Q: We’ve seen how quickly variants of the COVID-19 virus can emerge. How would these models account for evolution, especially with viruses and other microorganisms that can evolve so rapidly?

James: That’s probably the biggest challenge with building these models….This is one of the parts of the model where it’d be really useful to identify the kind of patterns that actually account for evolution. So, relationships that are predictable across different microorganisms and infectious diseases that you can just pre-program into the model. Because, yeah, evolution is very, very complicated.

Katrina: If you think about how long it takes living mammals to have multiple generations and then see a change in allele frequency over time, that can take a long time. For a virus, it can literally happen within a single infection within a person. Because every time the virus infects a new cell, it’s creating opportunities for mutations to arise.

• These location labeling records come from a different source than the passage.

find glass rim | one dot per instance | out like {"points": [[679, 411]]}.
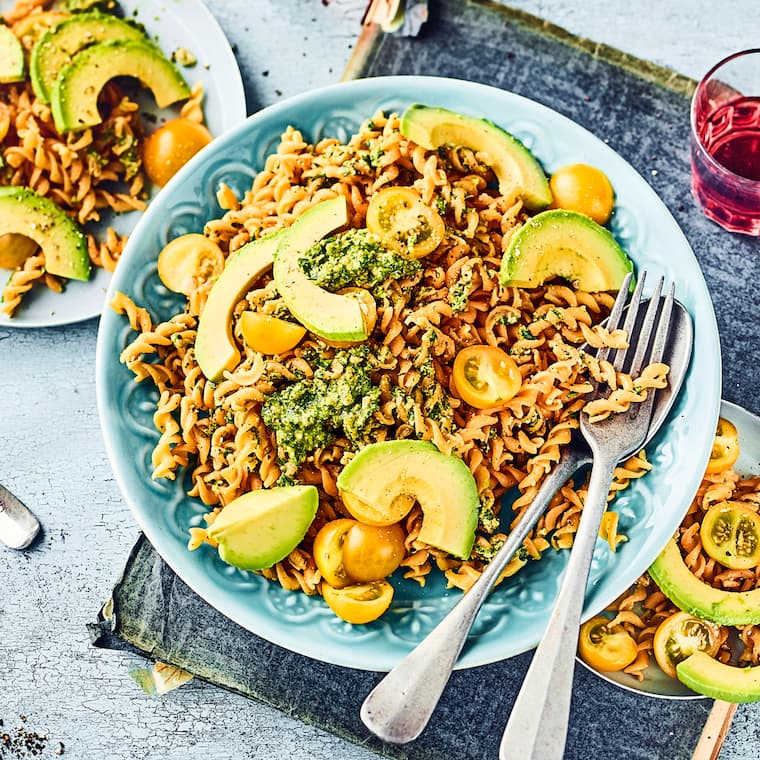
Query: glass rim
{"points": [[742, 181]]}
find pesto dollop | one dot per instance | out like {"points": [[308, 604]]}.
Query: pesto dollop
{"points": [[356, 258], [339, 399]]}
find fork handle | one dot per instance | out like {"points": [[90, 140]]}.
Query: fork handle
{"points": [[537, 726], [400, 706]]}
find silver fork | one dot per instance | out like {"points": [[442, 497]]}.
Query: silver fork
{"points": [[537, 726]]}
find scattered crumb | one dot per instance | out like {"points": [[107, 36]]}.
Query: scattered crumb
{"points": [[184, 57]]}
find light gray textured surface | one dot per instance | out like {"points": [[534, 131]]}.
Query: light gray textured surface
{"points": [[53, 457]]}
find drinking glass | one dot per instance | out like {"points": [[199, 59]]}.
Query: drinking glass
{"points": [[725, 142]]}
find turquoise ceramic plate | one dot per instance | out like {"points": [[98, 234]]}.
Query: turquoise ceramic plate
{"points": [[513, 618], [172, 24], [656, 683]]}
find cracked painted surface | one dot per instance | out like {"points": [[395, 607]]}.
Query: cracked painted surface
{"points": [[52, 455]]}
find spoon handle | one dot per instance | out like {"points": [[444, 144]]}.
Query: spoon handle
{"points": [[399, 707], [18, 526], [537, 726]]}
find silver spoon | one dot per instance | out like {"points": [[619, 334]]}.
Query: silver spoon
{"points": [[400, 706], [18, 526]]}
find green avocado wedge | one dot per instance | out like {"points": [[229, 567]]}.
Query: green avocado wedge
{"points": [[441, 483], [215, 346], [708, 676], [12, 64], [692, 595], [24, 212], [559, 243], [512, 163], [260, 528], [74, 99], [57, 47], [332, 316]]}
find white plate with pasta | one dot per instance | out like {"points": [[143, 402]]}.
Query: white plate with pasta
{"points": [[650, 609], [514, 616], [180, 28]]}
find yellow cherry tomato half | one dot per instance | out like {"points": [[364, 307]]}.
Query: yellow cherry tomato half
{"points": [[606, 647], [171, 146], [328, 551], [367, 513], [680, 635], [585, 189], [372, 552], [730, 534], [404, 223], [188, 261], [269, 335], [485, 376], [359, 603], [725, 449]]}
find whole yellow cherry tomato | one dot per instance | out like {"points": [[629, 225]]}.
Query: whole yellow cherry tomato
{"points": [[606, 647], [585, 189], [725, 450], [171, 146], [188, 260], [680, 635], [359, 603], [485, 376], [269, 335], [404, 223], [373, 552], [730, 534], [328, 551]]}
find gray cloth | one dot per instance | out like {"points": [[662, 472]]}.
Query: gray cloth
{"points": [[643, 113]]}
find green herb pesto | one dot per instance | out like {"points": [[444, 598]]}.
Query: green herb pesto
{"points": [[355, 259], [339, 399]]}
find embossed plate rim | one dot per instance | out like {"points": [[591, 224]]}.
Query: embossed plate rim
{"points": [[513, 618]]}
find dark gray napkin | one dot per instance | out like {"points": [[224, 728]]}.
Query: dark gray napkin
{"points": [[641, 110], [153, 612]]}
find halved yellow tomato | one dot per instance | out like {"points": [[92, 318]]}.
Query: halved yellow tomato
{"points": [[360, 603], [606, 647], [171, 146], [404, 223], [730, 534], [373, 552], [269, 335], [398, 510], [15, 250], [680, 635], [585, 189], [485, 376], [725, 449], [188, 260], [328, 551]]}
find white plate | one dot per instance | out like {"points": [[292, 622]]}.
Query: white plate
{"points": [[172, 24], [656, 683]]}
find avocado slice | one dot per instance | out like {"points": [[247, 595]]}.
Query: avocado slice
{"points": [[566, 244], [441, 483], [330, 315], [512, 162], [215, 346], [260, 528], [24, 212], [710, 677], [692, 595], [74, 99], [57, 47], [12, 64]]}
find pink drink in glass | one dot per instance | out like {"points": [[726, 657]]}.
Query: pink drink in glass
{"points": [[725, 145]]}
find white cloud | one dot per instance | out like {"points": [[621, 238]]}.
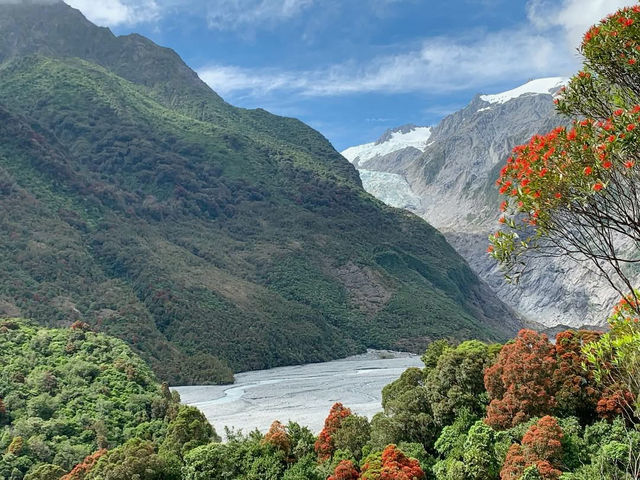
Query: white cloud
{"points": [[235, 14], [117, 12], [573, 17], [545, 46], [440, 65]]}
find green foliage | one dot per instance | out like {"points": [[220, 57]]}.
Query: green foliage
{"points": [[136, 459], [45, 472], [212, 239], [352, 435], [68, 393], [188, 430]]}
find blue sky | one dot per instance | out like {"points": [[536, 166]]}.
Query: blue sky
{"points": [[354, 68]]}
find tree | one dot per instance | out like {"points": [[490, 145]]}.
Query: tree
{"points": [[324, 445], [188, 430], [539, 454], [209, 462], [397, 466], [456, 381], [352, 434], [345, 471], [577, 392], [80, 471], [574, 191], [135, 459], [277, 437], [45, 472], [520, 383]]}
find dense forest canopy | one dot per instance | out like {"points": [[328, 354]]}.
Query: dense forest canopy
{"points": [[210, 238]]}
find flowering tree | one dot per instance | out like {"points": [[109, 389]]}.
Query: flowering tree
{"points": [[393, 464], [533, 377], [520, 383], [277, 437], [575, 191]]}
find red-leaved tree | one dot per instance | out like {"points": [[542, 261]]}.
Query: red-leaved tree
{"points": [[541, 447], [278, 437], [533, 377], [345, 470], [520, 383], [325, 445]]}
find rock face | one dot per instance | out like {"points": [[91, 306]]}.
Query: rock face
{"points": [[211, 238], [453, 173]]}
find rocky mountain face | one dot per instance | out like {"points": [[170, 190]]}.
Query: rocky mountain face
{"points": [[448, 179], [211, 238]]}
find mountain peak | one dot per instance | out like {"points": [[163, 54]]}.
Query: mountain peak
{"points": [[540, 86]]}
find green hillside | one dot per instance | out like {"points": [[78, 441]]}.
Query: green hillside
{"points": [[211, 239]]}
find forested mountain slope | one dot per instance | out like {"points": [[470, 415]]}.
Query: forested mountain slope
{"points": [[212, 239]]}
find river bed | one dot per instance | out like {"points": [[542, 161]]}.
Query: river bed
{"points": [[301, 393]]}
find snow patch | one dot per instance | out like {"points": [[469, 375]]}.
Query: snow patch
{"points": [[391, 188], [541, 86], [416, 138]]}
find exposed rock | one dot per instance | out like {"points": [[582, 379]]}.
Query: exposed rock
{"points": [[366, 286], [454, 179]]}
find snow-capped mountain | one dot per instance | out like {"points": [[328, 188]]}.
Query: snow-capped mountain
{"points": [[401, 138], [453, 176], [540, 86]]}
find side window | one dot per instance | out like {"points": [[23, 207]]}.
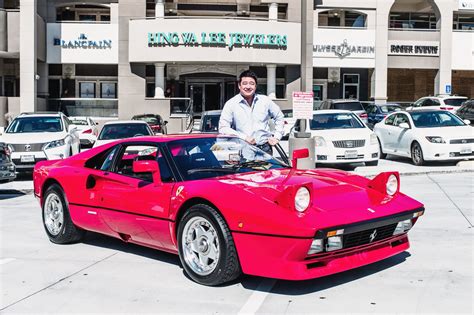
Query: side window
{"points": [[389, 120], [103, 160]]}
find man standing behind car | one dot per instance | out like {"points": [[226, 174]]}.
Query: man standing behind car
{"points": [[247, 114]]}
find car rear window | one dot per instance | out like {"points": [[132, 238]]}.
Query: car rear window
{"points": [[454, 101], [334, 121], [348, 106]]}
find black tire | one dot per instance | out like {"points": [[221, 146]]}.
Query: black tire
{"points": [[417, 154], [227, 267], [372, 163], [381, 154], [59, 233]]}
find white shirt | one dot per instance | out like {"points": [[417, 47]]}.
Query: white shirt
{"points": [[242, 120]]}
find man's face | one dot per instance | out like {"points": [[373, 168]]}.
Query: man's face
{"points": [[247, 86]]}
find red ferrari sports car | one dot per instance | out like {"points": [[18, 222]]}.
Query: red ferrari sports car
{"points": [[225, 207]]}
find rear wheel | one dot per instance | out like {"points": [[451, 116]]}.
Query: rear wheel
{"points": [[206, 247], [417, 154], [56, 219]]}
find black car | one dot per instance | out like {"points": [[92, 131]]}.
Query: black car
{"points": [[155, 121], [377, 112], [466, 111], [7, 168]]}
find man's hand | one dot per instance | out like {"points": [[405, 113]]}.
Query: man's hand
{"points": [[273, 141], [250, 140]]}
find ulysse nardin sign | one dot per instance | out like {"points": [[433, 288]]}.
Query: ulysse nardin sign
{"points": [[344, 50]]}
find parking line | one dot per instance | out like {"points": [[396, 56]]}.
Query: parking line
{"points": [[4, 261], [258, 297]]}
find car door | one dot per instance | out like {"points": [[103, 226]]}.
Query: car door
{"points": [[132, 204]]}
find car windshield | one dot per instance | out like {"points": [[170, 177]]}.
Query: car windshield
{"points": [[212, 157], [121, 131], [435, 119], [149, 119], [454, 101], [35, 124], [390, 108], [79, 121], [210, 123], [348, 106], [334, 121]]}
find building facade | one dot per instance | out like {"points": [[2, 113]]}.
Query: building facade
{"points": [[179, 58]]}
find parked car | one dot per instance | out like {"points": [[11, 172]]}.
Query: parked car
{"points": [[466, 111], [156, 122], [7, 168], [346, 104], [210, 121], [114, 130], [87, 129], [38, 136], [446, 102], [425, 135], [377, 112], [341, 137], [226, 214]]}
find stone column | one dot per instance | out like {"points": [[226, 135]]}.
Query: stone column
{"points": [[273, 11], [28, 55], [271, 81], [381, 51], [159, 80], [443, 77], [159, 8]]}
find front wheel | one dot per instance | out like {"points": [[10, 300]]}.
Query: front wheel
{"points": [[206, 247], [417, 154], [56, 219]]}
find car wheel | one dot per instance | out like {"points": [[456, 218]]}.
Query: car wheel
{"points": [[56, 219], [206, 247], [417, 154], [382, 155]]}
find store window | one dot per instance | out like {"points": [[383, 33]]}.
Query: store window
{"points": [[87, 89], [351, 86]]}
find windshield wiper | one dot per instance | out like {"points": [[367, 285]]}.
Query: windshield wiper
{"points": [[211, 169]]}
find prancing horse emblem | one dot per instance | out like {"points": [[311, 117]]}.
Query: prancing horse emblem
{"points": [[372, 236]]}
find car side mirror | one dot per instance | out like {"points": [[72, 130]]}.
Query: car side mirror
{"points": [[299, 154], [404, 126], [148, 166]]}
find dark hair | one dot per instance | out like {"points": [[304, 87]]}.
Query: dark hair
{"points": [[248, 74]]}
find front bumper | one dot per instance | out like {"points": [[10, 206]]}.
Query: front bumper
{"points": [[287, 258]]}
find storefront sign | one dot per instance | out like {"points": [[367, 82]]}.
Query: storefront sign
{"points": [[302, 105], [230, 40], [406, 48], [344, 49], [466, 5], [83, 42]]}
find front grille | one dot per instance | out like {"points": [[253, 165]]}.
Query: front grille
{"points": [[347, 144], [368, 236], [33, 147], [461, 141], [342, 157]]}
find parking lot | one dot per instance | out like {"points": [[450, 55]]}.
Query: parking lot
{"points": [[105, 275]]}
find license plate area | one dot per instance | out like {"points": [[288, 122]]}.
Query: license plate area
{"points": [[27, 158]]}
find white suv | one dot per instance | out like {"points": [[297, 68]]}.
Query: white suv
{"points": [[34, 137], [447, 102]]}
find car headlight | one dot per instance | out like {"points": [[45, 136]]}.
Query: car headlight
{"points": [[319, 141], [373, 139], [435, 139], [391, 185], [54, 144], [302, 199]]}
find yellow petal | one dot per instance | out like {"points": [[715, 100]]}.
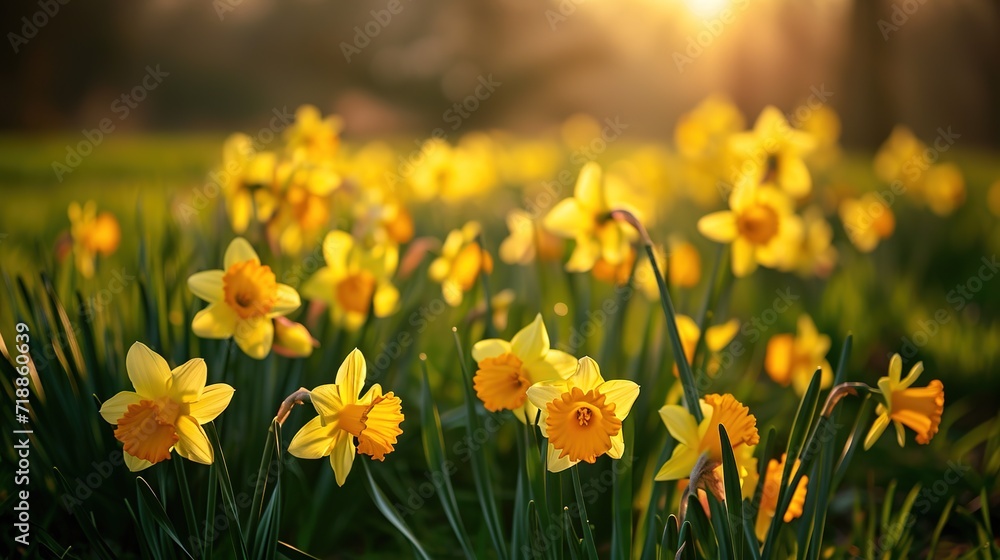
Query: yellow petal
{"points": [[320, 286], [314, 440], [554, 463], [207, 285], [287, 300], [568, 219], [148, 371], [187, 381], [680, 424], [719, 226], [588, 188], [218, 320], [622, 393], [193, 442], [532, 341], [136, 464], [342, 456], [116, 407], [254, 337], [214, 399], [491, 348], [876, 431], [351, 377], [239, 250], [326, 401], [679, 466], [587, 376]]}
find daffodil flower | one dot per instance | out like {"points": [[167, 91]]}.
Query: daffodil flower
{"points": [[92, 234], [793, 359], [356, 280], [694, 439], [916, 408], [760, 225], [242, 299], [461, 260], [248, 182], [508, 369], [773, 152], [769, 496], [372, 419], [166, 411], [582, 415], [584, 218]]}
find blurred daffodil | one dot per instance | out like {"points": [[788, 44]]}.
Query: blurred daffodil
{"points": [[773, 152], [793, 359], [292, 340], [760, 226], [92, 234], [584, 218], [247, 182], [507, 369], [461, 261], [243, 298], [356, 280], [371, 419], [528, 241], [916, 408], [694, 439], [311, 137], [769, 496], [867, 220], [166, 411], [582, 415]]}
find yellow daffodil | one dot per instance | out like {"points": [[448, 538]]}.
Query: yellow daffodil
{"points": [[311, 137], [916, 408], [944, 188], [356, 280], [760, 225], [898, 158], [694, 439], [243, 298], [773, 152], [292, 339], [584, 218], [92, 234], [582, 415], [166, 411], [248, 182], [460, 263], [816, 255], [507, 369], [528, 241], [702, 139], [793, 359], [304, 210], [769, 496], [867, 221], [372, 419]]}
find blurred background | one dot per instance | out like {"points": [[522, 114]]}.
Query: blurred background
{"points": [[923, 63]]}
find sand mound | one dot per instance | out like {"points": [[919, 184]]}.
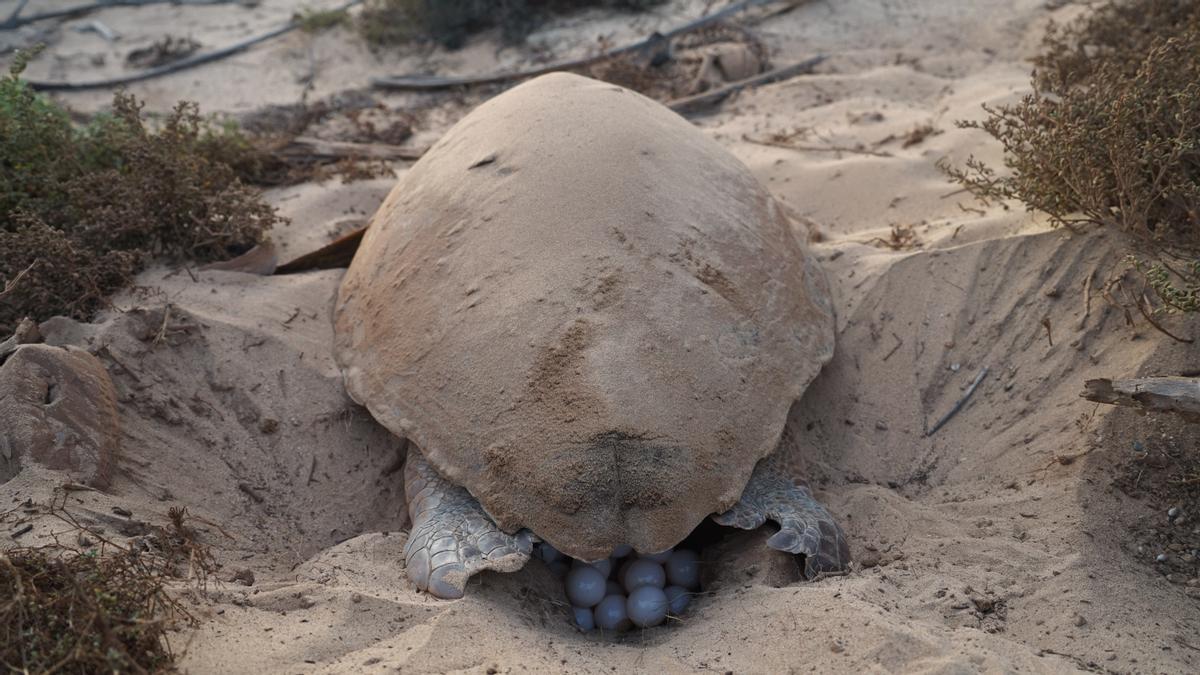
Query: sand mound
{"points": [[996, 544]]}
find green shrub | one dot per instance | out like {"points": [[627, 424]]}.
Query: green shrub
{"points": [[82, 209], [1111, 135]]}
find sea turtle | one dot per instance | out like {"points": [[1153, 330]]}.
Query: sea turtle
{"points": [[589, 320]]}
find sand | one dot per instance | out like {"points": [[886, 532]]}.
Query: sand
{"points": [[977, 549]]}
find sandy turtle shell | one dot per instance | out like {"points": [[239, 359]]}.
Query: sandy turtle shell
{"points": [[587, 312]]}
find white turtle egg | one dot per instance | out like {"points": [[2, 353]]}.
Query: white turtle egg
{"points": [[643, 573], [604, 565], [659, 557], [622, 550], [549, 554], [583, 619], [683, 568], [647, 605], [585, 586], [677, 598], [559, 567], [611, 615]]}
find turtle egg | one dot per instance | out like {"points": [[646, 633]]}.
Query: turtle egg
{"points": [[647, 605], [583, 619], [559, 567], [659, 557], [585, 586], [677, 598], [643, 573], [683, 568], [604, 565], [611, 615], [549, 553]]}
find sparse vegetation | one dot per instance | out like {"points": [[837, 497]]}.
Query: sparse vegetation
{"points": [[94, 605], [449, 22], [1111, 136], [84, 208], [316, 21]]}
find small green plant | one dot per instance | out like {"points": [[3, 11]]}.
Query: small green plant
{"points": [[316, 21], [84, 208], [1110, 135]]}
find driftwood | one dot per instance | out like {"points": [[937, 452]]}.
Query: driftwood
{"points": [[1180, 395], [655, 41], [317, 148], [334, 255]]}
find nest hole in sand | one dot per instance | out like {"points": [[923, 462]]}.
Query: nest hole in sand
{"points": [[631, 595]]}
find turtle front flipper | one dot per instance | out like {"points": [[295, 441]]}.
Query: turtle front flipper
{"points": [[807, 527], [453, 537]]}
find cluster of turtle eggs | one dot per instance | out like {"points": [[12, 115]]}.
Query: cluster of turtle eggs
{"points": [[627, 589]]}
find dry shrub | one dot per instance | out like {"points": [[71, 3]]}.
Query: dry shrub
{"points": [[450, 22], [95, 607], [1111, 136], [82, 209]]}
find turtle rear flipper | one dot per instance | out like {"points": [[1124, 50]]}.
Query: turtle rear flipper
{"points": [[453, 537], [807, 527]]}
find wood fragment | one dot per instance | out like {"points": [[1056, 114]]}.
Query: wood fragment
{"points": [[334, 255], [960, 402], [1179, 395]]}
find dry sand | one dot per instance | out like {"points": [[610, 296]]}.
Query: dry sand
{"points": [[977, 550]]}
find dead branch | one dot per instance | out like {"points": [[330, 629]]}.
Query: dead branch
{"points": [[720, 93], [815, 148], [11, 285], [960, 402], [180, 65], [306, 147]]}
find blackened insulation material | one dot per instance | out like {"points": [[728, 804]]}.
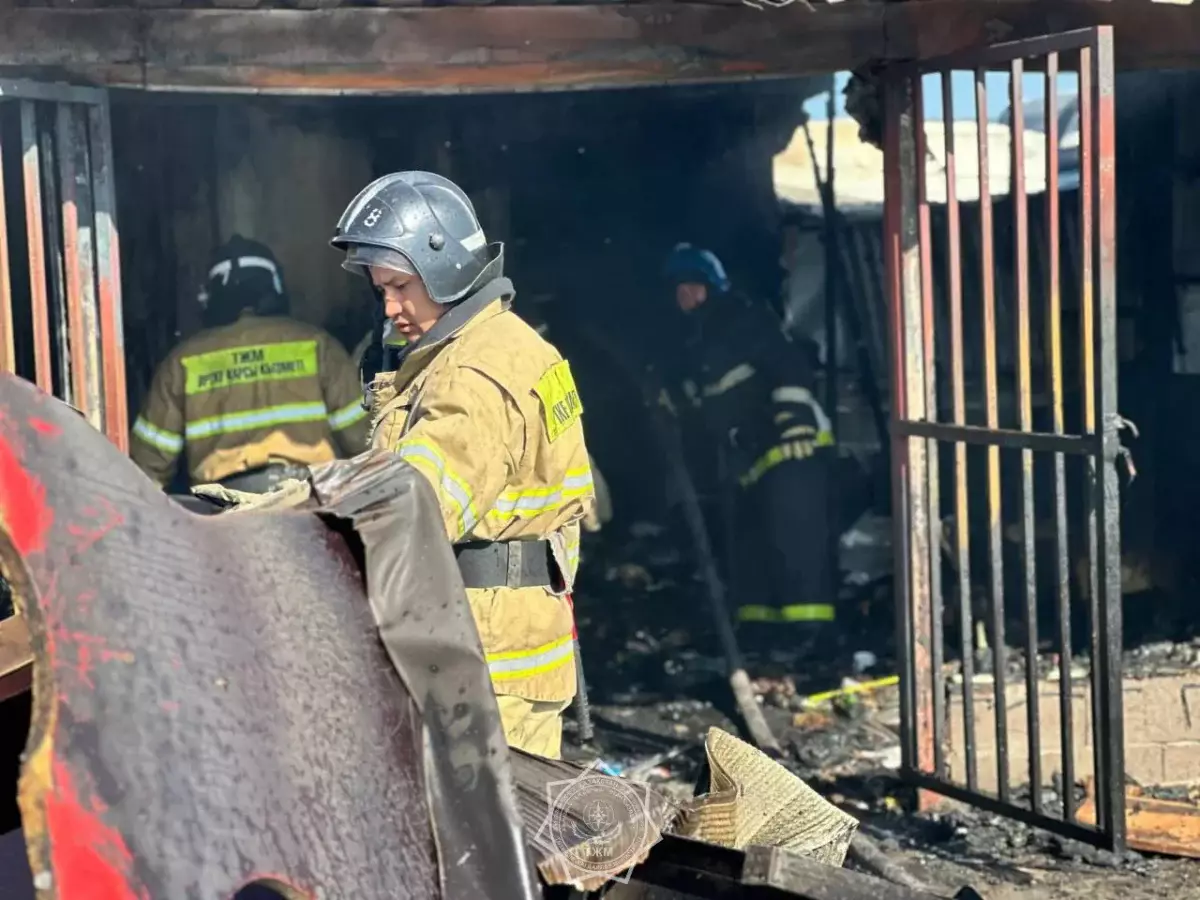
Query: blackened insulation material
{"points": [[420, 605]]}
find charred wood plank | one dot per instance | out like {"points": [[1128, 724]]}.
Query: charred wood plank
{"points": [[702, 870]]}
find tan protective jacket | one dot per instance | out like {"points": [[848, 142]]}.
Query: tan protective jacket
{"points": [[491, 417], [261, 390]]}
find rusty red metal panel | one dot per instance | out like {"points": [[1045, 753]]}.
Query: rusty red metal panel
{"points": [[33, 179], [991, 402], [108, 277], [16, 660], [213, 703], [897, 102], [78, 261]]}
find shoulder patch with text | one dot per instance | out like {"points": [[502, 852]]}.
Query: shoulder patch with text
{"points": [[561, 403]]}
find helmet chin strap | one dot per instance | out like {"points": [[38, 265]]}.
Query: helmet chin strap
{"points": [[493, 270]]}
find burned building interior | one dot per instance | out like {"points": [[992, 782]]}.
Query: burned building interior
{"points": [[589, 190]]}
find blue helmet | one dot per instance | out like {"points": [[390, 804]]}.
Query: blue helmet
{"points": [[694, 264]]}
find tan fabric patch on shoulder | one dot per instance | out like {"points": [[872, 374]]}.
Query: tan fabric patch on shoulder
{"points": [[561, 405]]}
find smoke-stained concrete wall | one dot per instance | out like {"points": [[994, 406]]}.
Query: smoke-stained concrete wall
{"points": [[283, 178]]}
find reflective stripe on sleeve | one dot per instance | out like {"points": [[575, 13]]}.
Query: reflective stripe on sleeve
{"points": [[793, 612], [233, 423], [783, 453], [347, 415], [535, 501], [803, 396], [526, 664], [429, 459], [159, 438]]}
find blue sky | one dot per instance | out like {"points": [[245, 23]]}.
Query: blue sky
{"points": [[963, 84]]}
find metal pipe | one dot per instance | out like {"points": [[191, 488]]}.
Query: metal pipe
{"points": [[988, 274], [958, 382], [1108, 496], [929, 621], [1054, 377], [1025, 413]]}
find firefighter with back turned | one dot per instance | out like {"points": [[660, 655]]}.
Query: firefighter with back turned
{"points": [[489, 413], [751, 388], [255, 397]]}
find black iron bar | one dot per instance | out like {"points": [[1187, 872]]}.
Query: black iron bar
{"points": [[988, 274], [1025, 412], [1054, 377]]}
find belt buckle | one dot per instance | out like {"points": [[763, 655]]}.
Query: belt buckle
{"points": [[515, 564]]}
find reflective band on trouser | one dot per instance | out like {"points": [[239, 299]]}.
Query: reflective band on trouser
{"points": [[347, 415], [159, 438], [233, 423], [781, 453], [526, 664], [796, 612], [535, 501], [426, 456]]}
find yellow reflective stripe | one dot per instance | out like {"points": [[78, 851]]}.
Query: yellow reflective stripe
{"points": [[159, 438], [251, 419], [534, 501], [424, 454], [250, 364], [561, 403], [573, 553], [525, 664], [781, 453], [347, 415], [793, 612]]}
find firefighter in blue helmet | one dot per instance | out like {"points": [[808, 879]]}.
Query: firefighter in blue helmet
{"points": [[753, 389]]}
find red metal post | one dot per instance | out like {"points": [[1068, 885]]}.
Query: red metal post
{"points": [[988, 285], [39, 311]]}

So that means that the virus that infects a single host may not be the same virus that that host is then transmitting to the next host.

Q: It sounds like you’re suggesting ecologists try to find general patterns, and perhaps they could predict how fast organisms will evolve, if not exactly what way they will evolve?

James: Precisely, yeah. And throughout these models, an idea that we’re trying to push is that you can use generalizations, relationships, and that’s to be encouraged, if it simplifies the more complex parts of these models and makes them easier to develop.

Q: What else makes you excited or hopeful for what these big-picture disease models can offer?

James: Because you’re constructing these models from the bottom up, you’re able to make predictions about really any group of pathogens within this system… So you could apply it not only to the viruses we’re most worried about, for pandemics, but also to groups of neglected tropical diseases, such as parasitic diseases.

Katrina: You could also use them to look at the best way to conduct aquaculture, or to do agriculture or livestock. You know, what do you need in those communities to increase the health of the animals that you’re trying to keep alive? Even for conservation purposes, right? If you’re reintroducing a species, what do you need that ecosystem to look like?

Q: Last question: Are viruses alive?

Katrina: There’s definitely a debate as to whether or not they are considered alive. I don’t know how philosophical you want to get, but then the question becomes, what is life, right? What makes something alive? And the argument is that because viruses do not have the ability to reproduce on their own, the fact that they have to infect another organism in order to reproduce, is sort of the primary argument I’ve heard as to why they are not considered living creatures. But they clearly do find a mechanism to reproduce.

James: They share a lot of characteristics with living organisms. Like, they can reproduce and they can evolve through natural selection. So yeah, I mean, I think there’s arguments on both sides. It depends who you talk to.